Nuestra Galaxia pertenece al Grupo Local, un pequeño archipiélago de unas cincuenta galaxias dominado por la Vía Láctea y Andrómeda. Este conjunto se extiende sobre unos diez millones de años luz y refleja la diversidad galáctica de nuestro vecindario cósmico. Más allá, los cúmulos de galaxias reúnen cientos o miles de galaxias, unidas por la materia oscura y un gas caliente que emite rayos X. Constituyen los nodos principales de la telaraña cósmica, incluyendo el cúmulo de Virgo, al que pertenece nuestro grupo. Finalmente, la Gran Nube de Magallanes, una pequeña galaxia satélite de la Vía Láctea, se destaca por su intensa formación estelar y su papel esencial en la medición de distancias cosmológicas. Juntos, estas estructuras revelan la organización jerárquica de la materia en el Universo.
El Grupo Local es nuestro conjunto galáctico: unas cincuenta galaxias unidas gravitacionalmente, incluyendo la Vía Láctea. Aunque el Universo es inmenso, las galaxias a menudo se reúnen en pequeños grupos en lugar de sistemas aislados.
Este grupo se extiende sobre unos 10 millones de años luz de diámetro e incluye varios tipos de galaxias, excepto las elípticas gigantes. Alrededor de la Vía Láctea se extiende el Volumen Local, una región de unos 35 millones de años luz que contiene varias cientos de galaxias.
Las dos galaxias principales del Grupo Local son la galaxia de Andrómeda (M31) y la Vía Láctea, cada una rodeada por numerosas galaxias satélites. Junto con M33, Maffei I, Maffei II y las Nubes de Magallanes, forman un subgrupo de unas veinte galaxias que orbitan alrededor de un centro de gravedad común.

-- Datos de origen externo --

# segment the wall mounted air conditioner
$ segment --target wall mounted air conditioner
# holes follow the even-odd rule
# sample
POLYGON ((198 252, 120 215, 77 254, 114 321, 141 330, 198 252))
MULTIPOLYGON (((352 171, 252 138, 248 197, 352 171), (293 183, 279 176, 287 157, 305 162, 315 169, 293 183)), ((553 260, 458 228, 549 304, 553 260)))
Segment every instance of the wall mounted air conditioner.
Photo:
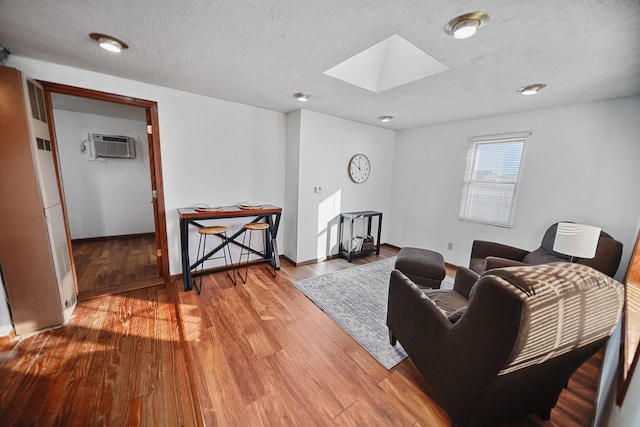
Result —
POLYGON ((90 133, 91 154, 94 158, 135 159, 136 139, 120 135, 90 133))

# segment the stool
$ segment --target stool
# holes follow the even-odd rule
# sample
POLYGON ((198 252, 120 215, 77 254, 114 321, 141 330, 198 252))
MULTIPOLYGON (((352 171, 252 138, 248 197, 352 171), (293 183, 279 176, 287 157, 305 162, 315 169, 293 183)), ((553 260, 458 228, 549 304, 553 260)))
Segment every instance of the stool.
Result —
MULTIPOLYGON (((242 247, 240 248, 240 259, 238 261, 238 276, 240 276, 240 278, 242 279, 243 283, 247 283, 247 277, 249 274, 249 254, 251 253, 250 248, 251 248, 251 235, 253 234, 254 231, 262 231, 263 232, 263 237, 264 237, 264 243, 265 243, 265 251, 267 250, 266 245, 271 244, 271 228, 269 226, 269 224, 267 224, 266 222, 250 222, 249 224, 245 224, 244 226, 244 235, 242 236, 242 247), (247 234, 249 235, 249 244, 245 245, 245 239, 247 237, 247 234), (247 262, 245 263, 245 268, 244 268, 244 278, 242 277, 242 273, 240 271, 241 268, 241 264, 242 264, 242 256, 244 254, 244 250, 247 250, 247 262)), ((274 253, 273 251, 271 251, 271 266, 273 267, 273 277, 276 277, 276 268, 275 268, 275 262, 273 260, 273 256, 274 253)))
MULTIPOLYGON (((202 227, 198 229, 198 233, 200 233, 200 240, 198 240, 198 252, 197 259, 200 262, 200 287, 196 286, 196 279, 193 279, 193 287, 198 291, 198 295, 200 295, 200 291, 202 290, 202 276, 204 271, 204 262, 210 259, 219 259, 224 258, 224 266, 227 268, 227 276, 233 282, 233 286, 236 285, 236 273, 229 266, 233 264, 231 261, 231 249, 229 249, 229 239, 227 238, 227 227, 223 225, 216 225, 211 227, 202 227), (222 239, 222 256, 218 257, 205 257, 205 253, 207 252, 207 236, 218 236, 222 239), (200 254, 200 247, 202 246, 202 254, 200 254), (229 254, 229 261, 227 261, 227 253, 229 254), (233 276, 229 273, 229 270, 233 273, 233 276)), ((196 266, 196 274, 198 273, 198 267, 196 266)))
POLYGON ((433 289, 439 289, 442 279, 447 275, 442 255, 428 249, 400 249, 395 268, 415 284, 433 289))

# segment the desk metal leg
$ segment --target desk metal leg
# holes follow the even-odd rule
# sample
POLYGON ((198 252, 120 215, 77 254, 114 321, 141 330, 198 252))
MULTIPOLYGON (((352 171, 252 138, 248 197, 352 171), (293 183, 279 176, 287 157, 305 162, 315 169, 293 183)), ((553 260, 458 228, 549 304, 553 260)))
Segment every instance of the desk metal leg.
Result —
POLYGON ((340 215, 340 220, 338 221, 338 255, 341 255, 341 251, 342 251, 342 230, 343 230, 343 222, 344 222, 344 217, 342 215, 340 215))
MULTIPOLYGON (((371 232, 369 232, 371 234, 371 232)), ((380 255, 380 236, 382 236, 382 212, 378 215, 378 239, 376 240, 376 255, 380 255)))
POLYGON ((269 223, 269 236, 268 239, 271 240, 270 245, 265 246, 265 252, 271 258, 271 265, 275 270, 280 270, 280 255, 278 253, 278 242, 276 238, 278 237, 278 226, 280 225, 280 215, 275 215, 275 223, 273 221, 273 216, 269 215, 266 217, 267 222, 269 223))
POLYGON ((189 222, 180 220, 180 246, 182 246, 182 281, 184 290, 191 290, 191 266, 189 263, 189 222))
POLYGON ((351 218, 350 222, 350 232, 349 232, 349 258, 347 261, 351 262, 351 255, 353 255, 353 225, 355 223, 355 218, 351 218))

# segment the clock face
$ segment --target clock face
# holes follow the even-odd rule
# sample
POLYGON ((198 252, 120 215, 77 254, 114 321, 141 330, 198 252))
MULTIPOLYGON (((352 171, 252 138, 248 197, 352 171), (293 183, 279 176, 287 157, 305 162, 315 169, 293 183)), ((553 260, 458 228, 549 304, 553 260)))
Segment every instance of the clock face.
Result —
POLYGON ((364 154, 356 154, 349 160, 349 177, 357 184, 361 184, 371 174, 371 163, 364 154))

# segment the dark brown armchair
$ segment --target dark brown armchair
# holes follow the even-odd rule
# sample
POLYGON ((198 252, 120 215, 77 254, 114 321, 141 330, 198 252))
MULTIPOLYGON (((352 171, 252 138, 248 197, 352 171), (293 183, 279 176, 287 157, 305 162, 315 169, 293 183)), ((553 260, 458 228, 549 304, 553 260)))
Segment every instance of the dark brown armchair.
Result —
POLYGON ((548 419, 569 377, 611 335, 623 294, 622 284, 580 264, 482 276, 459 267, 453 290, 427 291, 394 270, 387 326, 454 425, 548 419))
MULTIPOLYGON (((487 270, 499 267, 537 265, 559 261, 568 262, 569 257, 567 255, 553 250, 557 228, 557 223, 549 227, 544 233, 540 247, 531 252, 500 243, 474 240, 471 246, 469 268, 478 274, 482 274, 487 270)), ((618 271, 621 257, 622 243, 602 231, 595 257, 592 259, 578 259, 576 262, 588 265, 609 277, 613 277, 618 271)))

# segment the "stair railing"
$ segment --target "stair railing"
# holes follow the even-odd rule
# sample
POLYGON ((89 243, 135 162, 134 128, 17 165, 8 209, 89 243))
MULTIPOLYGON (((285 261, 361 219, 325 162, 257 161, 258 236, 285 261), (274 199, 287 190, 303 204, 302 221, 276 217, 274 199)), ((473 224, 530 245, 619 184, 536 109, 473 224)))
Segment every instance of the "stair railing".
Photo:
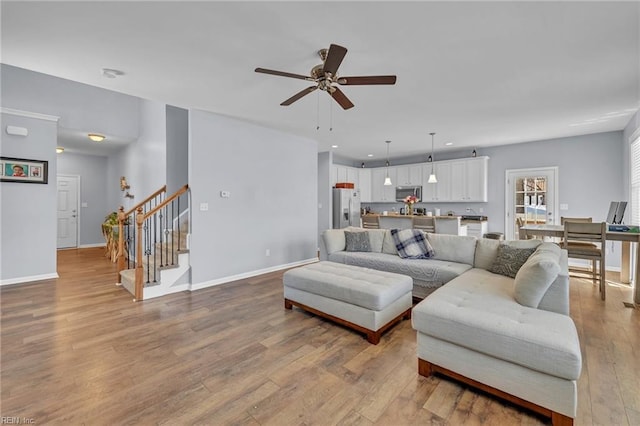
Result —
POLYGON ((116 255, 118 262, 118 278, 116 283, 118 285, 122 282, 120 272, 134 267, 132 254, 135 253, 133 242, 135 241, 135 233, 137 229, 135 226, 135 213, 140 208, 143 212, 147 212, 162 203, 166 192, 167 185, 164 185, 162 188, 158 189, 156 192, 149 195, 126 212, 124 211, 124 207, 120 206, 120 209, 118 210, 118 254, 116 255))
POLYGON ((177 253, 186 250, 186 244, 182 243, 181 238, 186 236, 185 225, 176 218, 188 207, 188 190, 189 186, 185 185, 150 210, 145 211, 143 206, 136 210, 136 231, 133 238, 135 300, 142 300, 145 284, 159 280, 158 268, 175 265, 177 253))

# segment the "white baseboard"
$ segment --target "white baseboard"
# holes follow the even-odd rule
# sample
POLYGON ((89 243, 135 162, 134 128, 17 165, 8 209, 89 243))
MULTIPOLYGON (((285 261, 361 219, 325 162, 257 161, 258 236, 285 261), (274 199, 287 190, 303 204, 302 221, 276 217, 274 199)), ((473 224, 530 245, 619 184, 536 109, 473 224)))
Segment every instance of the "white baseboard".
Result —
POLYGON ((78 248, 93 248, 93 247, 106 247, 105 243, 94 243, 94 244, 81 244, 78 248))
POLYGON ((226 283, 229 283, 231 281, 243 280, 245 278, 251 278, 251 277, 255 277, 257 275, 267 274, 269 272, 281 271, 283 269, 288 269, 288 268, 295 268, 296 266, 308 265, 309 263, 315 263, 315 262, 318 262, 318 258, 316 258, 316 257, 311 258, 311 259, 301 260, 299 262, 292 262, 292 263, 287 263, 287 264, 284 264, 284 265, 271 266, 269 268, 258 269, 256 271, 250 271, 250 272, 245 272, 245 273, 238 274, 238 275, 231 275, 231 276, 228 276, 228 277, 218 278, 218 279, 211 280, 211 281, 205 281, 205 282, 202 282, 202 283, 191 284, 191 288, 189 290, 190 291, 201 290, 201 289, 207 288, 207 287, 213 287, 213 286, 220 285, 220 284, 226 284, 226 283))
POLYGON ((59 278, 56 272, 52 274, 42 274, 42 275, 31 275, 28 277, 18 277, 18 278, 9 278, 6 280, 0 280, 0 286, 2 285, 12 285, 12 284, 23 284, 30 283, 33 281, 42 281, 42 280, 52 280, 55 278, 59 278))

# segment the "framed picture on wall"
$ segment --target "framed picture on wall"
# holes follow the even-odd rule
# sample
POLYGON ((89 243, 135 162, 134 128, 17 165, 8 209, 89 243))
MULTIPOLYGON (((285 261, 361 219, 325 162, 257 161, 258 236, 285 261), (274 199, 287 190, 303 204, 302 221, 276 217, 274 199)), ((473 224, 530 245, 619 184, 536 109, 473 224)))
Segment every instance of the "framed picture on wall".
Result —
POLYGON ((25 158, 0 157, 0 182, 49 182, 49 162, 25 158))

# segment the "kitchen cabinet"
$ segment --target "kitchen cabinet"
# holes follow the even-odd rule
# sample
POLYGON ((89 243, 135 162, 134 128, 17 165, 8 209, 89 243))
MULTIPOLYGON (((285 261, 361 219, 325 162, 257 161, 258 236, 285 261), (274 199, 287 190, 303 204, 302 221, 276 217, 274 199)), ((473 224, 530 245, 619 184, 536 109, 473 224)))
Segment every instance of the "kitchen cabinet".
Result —
POLYGON ((389 167, 389 177, 392 185, 385 186, 384 179, 387 176, 386 167, 371 169, 371 198, 373 202, 394 202, 396 201, 396 176, 395 168, 389 167))
POLYGON ((422 200, 424 202, 444 202, 451 200, 451 163, 446 161, 427 163, 423 166, 422 176, 422 200), (438 183, 428 182, 432 166, 438 183))
POLYGON ((487 201, 488 158, 451 162, 451 201, 487 201))
POLYGON ((351 182, 358 188, 358 170, 360 169, 333 164, 331 166, 331 187, 333 188, 337 182, 351 182))
POLYGON ((358 183, 360 186, 360 202, 370 203, 373 201, 371 196, 371 169, 358 169, 358 183))
POLYGON ((489 157, 436 161, 438 183, 428 183, 431 163, 422 169, 422 199, 425 202, 486 202, 489 157))
POLYGON ((482 238, 484 234, 489 232, 487 221, 465 221, 463 223, 467 225, 467 235, 471 237, 482 238))
POLYGON ((396 166, 395 186, 420 186, 422 185, 422 165, 410 164, 407 166, 396 166))

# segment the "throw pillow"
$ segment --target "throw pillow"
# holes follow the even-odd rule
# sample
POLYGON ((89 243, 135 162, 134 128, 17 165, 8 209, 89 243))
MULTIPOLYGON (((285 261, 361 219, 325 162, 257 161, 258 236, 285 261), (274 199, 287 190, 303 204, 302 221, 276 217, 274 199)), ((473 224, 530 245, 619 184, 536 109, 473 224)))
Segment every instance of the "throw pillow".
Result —
POLYGON ((520 267, 535 250, 534 248, 515 248, 508 244, 500 244, 496 260, 489 268, 489 272, 515 278, 520 267))
POLYGON ((347 251, 371 251, 369 233, 367 231, 344 231, 347 240, 347 251))
POLYGON ((368 229, 366 232, 369 234, 371 251, 374 253, 382 253, 382 245, 384 243, 386 229, 368 229))
POLYGON ((521 305, 537 308, 559 273, 558 253, 538 249, 516 274, 514 298, 521 305))
POLYGON ((398 254, 396 249, 396 242, 391 235, 390 229, 384 230, 384 240, 382 240, 382 252, 385 254, 398 254))
POLYGON ((434 255, 424 232, 419 229, 392 229, 391 235, 396 243, 398 256, 403 259, 428 259, 434 255))

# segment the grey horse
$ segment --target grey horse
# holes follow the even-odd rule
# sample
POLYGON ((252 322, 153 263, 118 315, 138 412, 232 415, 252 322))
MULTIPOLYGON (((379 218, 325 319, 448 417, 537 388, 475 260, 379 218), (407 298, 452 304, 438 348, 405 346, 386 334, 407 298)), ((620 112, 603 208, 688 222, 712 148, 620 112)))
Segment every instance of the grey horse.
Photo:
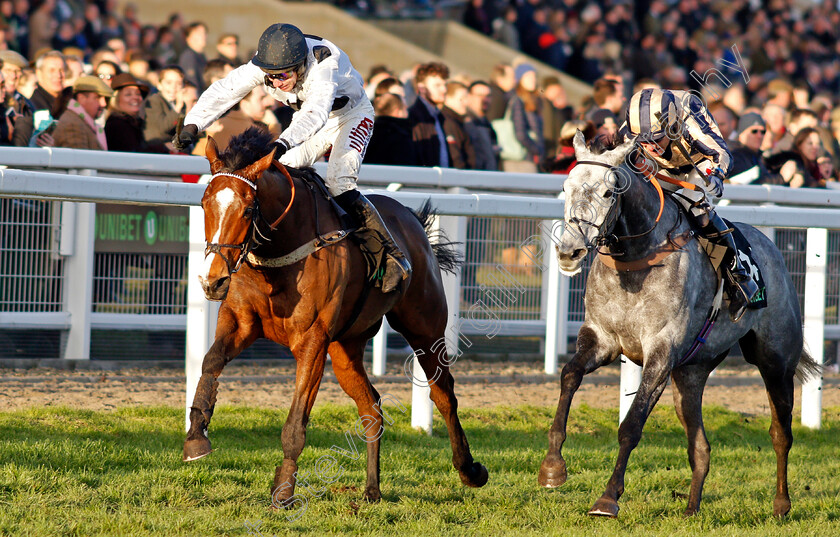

Ubicada a unos 2.5 millones de años luz, Andrómeda es la galaxia espiral más cercana a nosotros y la única visible a simple vista en una noche oscura. El Grupo Local aparece así como un pequeño archipiélago cósmico, representativo de la diversidad galáctica de nuestro vecindario.
Los cúmulos de galaxias están entre las estructuras más grandes unidas gravitacionalmente. Mientras que un grupo como el Grupo Local solo reúne unas pocas docenas de galaxias, un cúmulo puede contener cientos o miles dentro de un volumen de unos pocos millones de años luz.
Un cúmulo no es solo un conjunto de galaxias visibles. Su masa está dominada por la materia oscura y un gas muy caliente que llena el espacio intergaláctico. Calentado a decenas de millones de grados, este gas emite rayos X, lo que permite mapear los cúmulos.
Las galaxias en un cúmulo interactúan constantemente: colisiones, fusiones, deformaciones debido a las mareas gravitacionales. Estos procesos modifican su morfología y su actividad de formación estelar, convirtiendo a los cúmulos en verdaderos laboratorios de evolución galáctica.
La Vía Láctea pertenece a un grupo modesto incluido en una estructura más grande: el supercúmulo de Virgo. En su centro se encuentra el cúmulo de Virgo, ubicado a unos 60 millones de años luz y que contiene varios miles de galaxias. Los cúmulos así delinean los nodos de la telaraña cósmica, estructurando la materia a gran escala.
La Gran Nube de Magallanes (LMC) es una galaxia enana irregular satélite de la Vía Láctea. Ubicada a unos 160,000 años luz en la constelación de Dorado, es visible a simple vista desde el hemisferio sur como una pequeña mancha lechosa.
Aunque modesta, la LMC alberga una intensa formación estelar. En ella se encuentra, en particular, la Nebulosa de la Tarántula, una de las regiones de formación estelar más activas del Grupo Local.
La LMC está estrechamente vinculada a la Pequeña Nube de Magallanes (SMC) y a la Vía Láctea por una red de puentes y filamentos de gas, evidencia de sus interacciones pasadas. Estas fuerzas de marea distorsionan la galaxia y suministran gas fresco a sus regiones de formación estelar.
La LMC desempeña un papel esencial en cosmología: sus estrellas variables, en particular las Cefeidas, sirven como estándares de distancia para calibrar la escala del Universo. La observación de la supernova SN 1987A en la LMC proporcionó datos únicos sobre la explosión de estrellas masivas.